Telford Vice | Cape Town

ONE of your opening bowlers is in the dressingroom, curled around a colicky stomach. Your wicketkeeper is up on blocks with cramp. Good thing mere moments are left in the second session. And yet, rather than trying to run down the clock, you are hustling to squeeze in another over.

The absentees return an hour later. Your ’keeper is moving about as well as C-3PO, all creaks and clacks and awkward angles. But, as he gingerly sinks to his haunches behind the stumps, he yells: “Fuck, it’s great to be back out here!” Your big fast bowler runs in for his first delivery since coming back, his eyes ringed with discomfort — which melts when the batter who has faced twice as many balls as anyone else in the innings at that point splays his back foot, angles his bat, and chops on.

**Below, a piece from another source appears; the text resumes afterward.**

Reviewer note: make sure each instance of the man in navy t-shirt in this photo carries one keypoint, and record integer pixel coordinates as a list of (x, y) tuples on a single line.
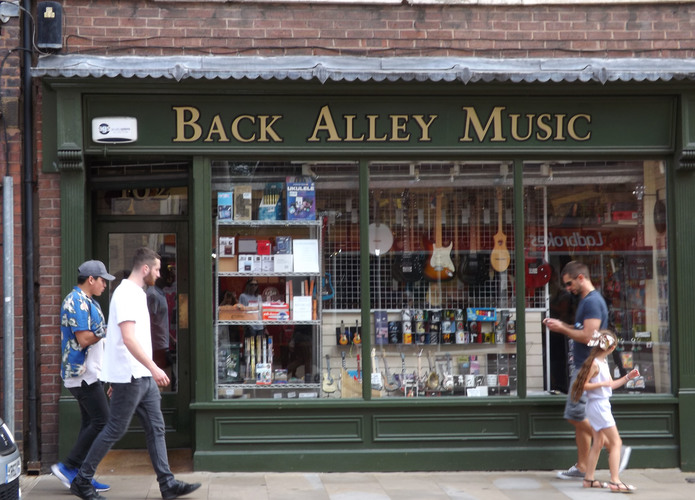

That was the nub of the narrative in St Lucia on Saturday, starring — in order of their appearance above — Lungi Ngidi, Quinton de Kock, and, exiting stage left, Shai Hope. Whatever hole South Africa fell into, they found a way out of it. Whatever advantage West Indies earned, it was nullified.

The South Africans, having scored 203 runs for the loss of their first five wickets on Friday, saw their second five crash for 59 a day later. But the tone of the West Indians’ reply was set when they lost their captain, Kraigg Brathwaite, to the first delivery of the innings. Thereby hangs a sub-plot.

Before Brathwaite gloved Kagiso Rabada down the leg side and was caught behind, Wiaan Mulder had shouted: “Keg ball!” That meant, as a reward for predicting the dismissal, Mulder was duty bound to buy his teammates — all of them — a drink. “That’s unlucky for me, I suppose,” Mulder told an online press conference after stumps. “It’s an expensive ball, but it’s just to create a bit of ‘gees’.”

‘Gees’ is the Afrikaans word for spirit. West Indies could have used more of it. They shambled to 149 all out — exactly as many runs as they are behind — in two sessions on a day’s play that ended in sunshine after it looked like it would be curtailed by bad light and rain. 

When the weather was closing in, it said plenty that, unlike the South Africans before tea, the West Indians seemed to be itching to get the hell out of there. Even the head groundskeeper, Kent Crafton, stood holding a corner of a cover on the boundary as the gloom loomed. Who could blame him: it’s difficult to see a way back into the match for the home side. Let’s not forget, too, that the visitors don’t need to win to seal the series.

“It was a pretty average day for us,” Hope offered in his television interview, adding superfluously: “Cricket is one of those games where, whoever plays the best on the day will come out on top.”

Please, West Indians, don’t take these observations as slights. Know that your great teams of the 1980s and ’90s were more responsible than anything else for keeping cricket relevant among a generation in far-flung countries and even hemispheres for whom the game would otherwise have been as uncool as cardigans and camomile tea. Without the example, set by the way those sides played and won, of what was possible in a wider society stuck in one gear, cricket would have been another reason for much of the rest of the world to despise their parents and everything they stood for. Instead the rampant success of people starkly different and from the other side of the world to the rest of Test cricket’s tired crowd gave the young what little else could: hope for the future. And not only for cricket. What ominous figures like Margaret Thatcher, Ronald Reagan, and the hideousness of apartheid, stole from their lives, West Indies cricket helped give back to them.

But that was a long time ago. It hurts to see the Windies play like they have done too often since those bright days, including in this series. And it doesn’t hurt West Indians only. The world needs, now as it did then; maybe more than ever, credible diversity. The game and everything around it suffers when those who claim it for one sect or culture or country or another are enabled in their dirty work. Because they don’t stop at claiming cricket. They want to tell us some people are better, more deserving, more human than others. So the fire in Babylon needs to be rekindled to a blaze, for all of our sakes.

That is not Mulder’s focus. He took 3/1 in four overs to hasten West Indies’ demise: they lost their last four wickets for six runs in 22 deliveries. “I’d been struggling with rhythm, so I was just trying to land the ball in the right area,” he said. “I think it was a gamble to get me on.”

Possibly. But, on a day already dizzy with bilious bowlers, cramping ’keepers and gratuitous groundskeeping, you would have to be daft not to take a punt on a kid who called — clairvoyantly, as it turned out — “keg ball!”